Выбрать главу

Он и теперь подумал так — когда мама и Яков Данилович разговаривали о довоенном Ленинграде — и еще подумал, что завтра в классе спросят сочинение, а он не написал его и уже не станет писать.

Раньше, когда рядом жили Лодыженские, он учился хорошо. Рядом с Софьей Петровной и не получилось бы иначе, хоть родись кретином или объяви забастовку насчет собственного образования. Она бы вынудила, Софья Петровна, для нее все бы сделал, чтобы только отвязалась. «Как тебе, Женя, лучше учить стихотворение? Вытверживая по строчкам или сначала разобрать содержание, уяснить размер, ритм, систему рифмовки?» А он злился про себя: «Выучить, просто выучить, запомнить! Почем я знаю, какая там рифмовка». Теперь, когда Лодыженских не было, он как бы дал себе заслуженный отдых, а может, просто его затягивало равнодушие к урокам, которое он прежде замечал у других ребят, особенно из эвакуированных, и даже у иных учителей. Как-то не вязалась физика и грамматика с жизнью в чужом городе и в чужом доме, с продуктовыми карточками, с тем, что они с мамой теперь одни, совсем одни, и зря она утешает себя разговорами с Яковом Даниловичем — он-то сам цел, и до Кургана его далеко, почти сказочного Кургана; немцы ни за что не доберутся, не захотят.

Учительница даже не стала бранить его за отсутствие сочинения, что-то поставила в журнале, какой-то крючок, он видел со своей парты и отвернулся к окну. Другие хоть оправдывались, а он молчал, смотрел на белые пуховики на крышах, на косой, дерганый полет ворон. Долг его школе с того урока стал стремительно расти, и через две недели уже незачем было идти туда, он понимал, и если бы не мама, так и не пошел бы — он не знал, что ей сказать, как объяснить, что с ним происходило. И потому, может, открылся Якову Даниловичу, хоть и проникался к нему, как и к школе, все нарастающей неприязнью — к запаху махорки, повисшему стойко в комнате, его запаху; к белой рубахе из какой-то грубой, скорее, портяночной материи, в которой жилец щеголял по вечерам, так и усаживался за стол, и казалось, что он весь в исподнем, в подштанниках из того же грубого полотна и только клеенка и чашки на столе скрывают неприличие; наконец, к его манере читать газету — на расстоянии, как бы разглядывая ее, и с шевелением губ, с глупыми вопросиками: «А что вы еще предложите, мистер Черчилль?» Раз, когда он вот так разглядывал газету и заметил, что вот-де тимуровцы замечательный народ — и в школе молодцы, и по разной другой работе на помощь взрослым, мальчик зло отозвался, что его это не волнует, вырос, и Яков Данилович серьезно оглянулся в его сторону, как бы впервые столкнувшись нос к носу, а потом спросил, не откладывая газеты, все так же отдаленно держа ее в вытянутых жилистых своих руках:

— Набедокурил, что ль? А? Покайся, пока матери нет, я пойму.

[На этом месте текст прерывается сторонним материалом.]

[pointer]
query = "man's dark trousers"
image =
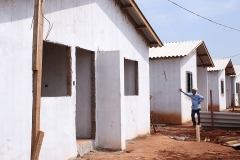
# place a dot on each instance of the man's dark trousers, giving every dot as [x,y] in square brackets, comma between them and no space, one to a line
[193,116]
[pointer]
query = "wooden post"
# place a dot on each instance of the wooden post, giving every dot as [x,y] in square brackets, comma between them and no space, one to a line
[197,133]
[38,145]
[211,110]
[37,68]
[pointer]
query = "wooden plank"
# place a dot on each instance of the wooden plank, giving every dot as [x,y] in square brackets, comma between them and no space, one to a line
[38,34]
[211,110]
[38,145]
[37,67]
[127,6]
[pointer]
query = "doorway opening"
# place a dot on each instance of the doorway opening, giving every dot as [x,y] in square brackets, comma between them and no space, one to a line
[56,70]
[85,94]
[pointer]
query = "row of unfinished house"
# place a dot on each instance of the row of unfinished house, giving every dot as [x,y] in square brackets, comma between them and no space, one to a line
[186,65]
[97,75]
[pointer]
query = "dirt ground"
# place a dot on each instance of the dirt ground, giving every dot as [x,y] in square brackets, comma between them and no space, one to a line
[162,145]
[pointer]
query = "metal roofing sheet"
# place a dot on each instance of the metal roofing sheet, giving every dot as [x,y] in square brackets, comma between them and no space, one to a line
[223,64]
[220,64]
[174,49]
[180,49]
[237,69]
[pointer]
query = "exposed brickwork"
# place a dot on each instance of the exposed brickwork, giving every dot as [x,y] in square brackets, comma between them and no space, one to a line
[93,96]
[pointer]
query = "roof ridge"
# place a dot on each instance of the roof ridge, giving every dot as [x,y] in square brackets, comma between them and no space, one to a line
[184,41]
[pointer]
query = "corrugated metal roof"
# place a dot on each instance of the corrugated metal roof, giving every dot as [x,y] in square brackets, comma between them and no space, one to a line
[141,23]
[223,64]
[220,64]
[237,69]
[174,49]
[180,49]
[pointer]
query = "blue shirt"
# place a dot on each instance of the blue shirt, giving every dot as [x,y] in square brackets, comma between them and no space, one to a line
[196,99]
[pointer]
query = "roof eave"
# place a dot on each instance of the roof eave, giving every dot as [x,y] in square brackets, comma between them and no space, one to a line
[157,42]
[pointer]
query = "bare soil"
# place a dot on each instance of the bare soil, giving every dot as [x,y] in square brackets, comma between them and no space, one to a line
[161,146]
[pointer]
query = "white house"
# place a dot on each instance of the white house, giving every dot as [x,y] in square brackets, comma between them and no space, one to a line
[219,81]
[95,80]
[174,66]
[236,86]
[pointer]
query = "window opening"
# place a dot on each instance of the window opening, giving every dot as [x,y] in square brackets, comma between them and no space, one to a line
[130,77]
[189,82]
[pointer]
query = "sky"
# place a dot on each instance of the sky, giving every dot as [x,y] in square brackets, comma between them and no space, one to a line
[173,24]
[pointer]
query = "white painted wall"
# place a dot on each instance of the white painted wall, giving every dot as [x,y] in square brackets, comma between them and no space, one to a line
[166,101]
[188,63]
[83,93]
[228,91]
[97,25]
[214,84]
[202,80]
[168,104]
[109,114]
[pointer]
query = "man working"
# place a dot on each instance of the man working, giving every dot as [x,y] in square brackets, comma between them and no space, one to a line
[196,107]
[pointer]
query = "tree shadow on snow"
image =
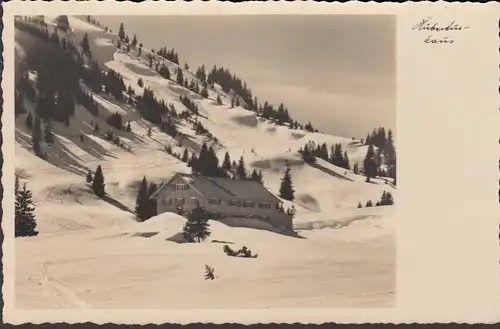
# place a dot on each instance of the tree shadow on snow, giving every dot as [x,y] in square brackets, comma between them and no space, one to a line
[57,154]
[114,202]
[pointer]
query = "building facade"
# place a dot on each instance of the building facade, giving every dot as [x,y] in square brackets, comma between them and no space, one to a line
[221,198]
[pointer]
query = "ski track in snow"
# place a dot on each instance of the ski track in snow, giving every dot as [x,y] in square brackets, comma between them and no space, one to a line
[92,253]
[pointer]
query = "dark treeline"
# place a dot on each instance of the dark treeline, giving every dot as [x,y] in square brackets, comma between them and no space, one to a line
[168,54]
[230,82]
[386,200]
[157,111]
[335,156]
[385,152]
[208,164]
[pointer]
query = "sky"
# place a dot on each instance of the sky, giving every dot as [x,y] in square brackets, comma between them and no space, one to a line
[337,71]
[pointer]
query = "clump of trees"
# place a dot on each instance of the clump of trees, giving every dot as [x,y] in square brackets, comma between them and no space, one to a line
[286,188]
[386,200]
[197,227]
[337,156]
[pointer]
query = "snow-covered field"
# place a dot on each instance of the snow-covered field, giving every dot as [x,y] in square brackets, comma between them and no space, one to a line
[91,253]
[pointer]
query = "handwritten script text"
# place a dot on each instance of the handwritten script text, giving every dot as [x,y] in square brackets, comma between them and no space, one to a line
[438,33]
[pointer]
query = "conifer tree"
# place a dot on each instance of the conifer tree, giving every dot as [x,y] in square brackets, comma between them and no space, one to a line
[204,92]
[255,176]
[209,273]
[25,220]
[29,120]
[121,32]
[152,202]
[185,156]
[226,165]
[355,168]
[286,188]
[196,228]
[241,172]
[85,44]
[142,201]
[48,135]
[89,177]
[369,164]
[16,186]
[261,177]
[347,165]
[180,76]
[98,183]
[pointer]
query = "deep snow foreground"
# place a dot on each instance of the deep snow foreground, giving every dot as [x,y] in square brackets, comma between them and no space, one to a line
[137,267]
[92,254]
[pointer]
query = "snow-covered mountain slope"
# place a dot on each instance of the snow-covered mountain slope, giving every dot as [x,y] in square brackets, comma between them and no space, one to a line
[138,268]
[345,260]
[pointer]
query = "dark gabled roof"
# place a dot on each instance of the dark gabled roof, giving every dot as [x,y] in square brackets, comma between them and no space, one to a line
[224,188]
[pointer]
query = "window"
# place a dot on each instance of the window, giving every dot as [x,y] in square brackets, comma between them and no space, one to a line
[214,202]
[235,203]
[181,187]
[264,205]
[248,204]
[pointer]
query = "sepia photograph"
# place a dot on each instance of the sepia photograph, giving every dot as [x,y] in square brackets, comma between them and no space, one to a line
[205,162]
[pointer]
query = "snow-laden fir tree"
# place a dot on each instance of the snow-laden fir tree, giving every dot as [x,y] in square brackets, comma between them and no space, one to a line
[152,202]
[89,177]
[142,201]
[85,44]
[180,77]
[370,167]
[185,156]
[226,165]
[196,228]
[286,188]
[29,120]
[25,221]
[121,32]
[98,183]
[48,135]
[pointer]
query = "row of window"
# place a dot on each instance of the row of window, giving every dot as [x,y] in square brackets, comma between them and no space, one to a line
[180,202]
[218,202]
[181,187]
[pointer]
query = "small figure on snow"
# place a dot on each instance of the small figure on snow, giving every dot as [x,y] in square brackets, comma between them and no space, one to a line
[209,273]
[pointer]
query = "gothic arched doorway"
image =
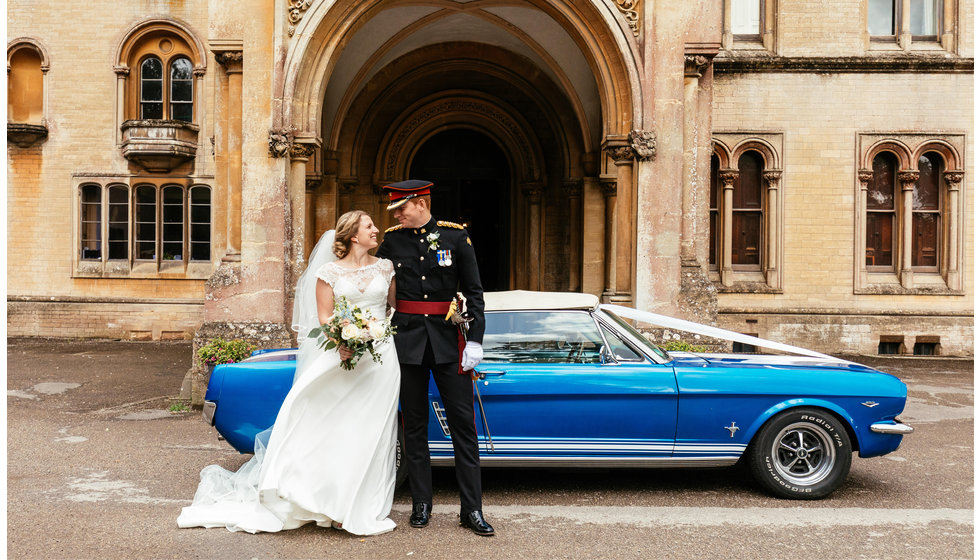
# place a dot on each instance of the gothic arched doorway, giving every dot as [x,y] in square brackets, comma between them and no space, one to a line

«Покайся», «набедокурил». Слова были какие-то необычные, хоть и понятные, как все другие, но ему, мальчику, их прежде никто не говорил, и он подумал: как странно, у жильца есть свои дети, и они далеко, а у него, мальчика, нет теперь отца, и вот чужой человек, хоть и по-своему, говорит с ним как отец. Пришедшее на ум сравнение с отцом, однако, не успокоило, наоборот, неприязнь к Якову Даниловичу стала сильней (разве можно их даже сравнивать — его и отца?), и он еще сердитее, чем про тимуровцев, сказал, что «набедокурил» — выразительное словцо, только оно совсем не подходит, если человек ходил в военкомат и справлялся, когда, с какого возраста зачисляют в военные училища. И каяться тут, собственно, не в чем, дело законное и вполне патриотическое.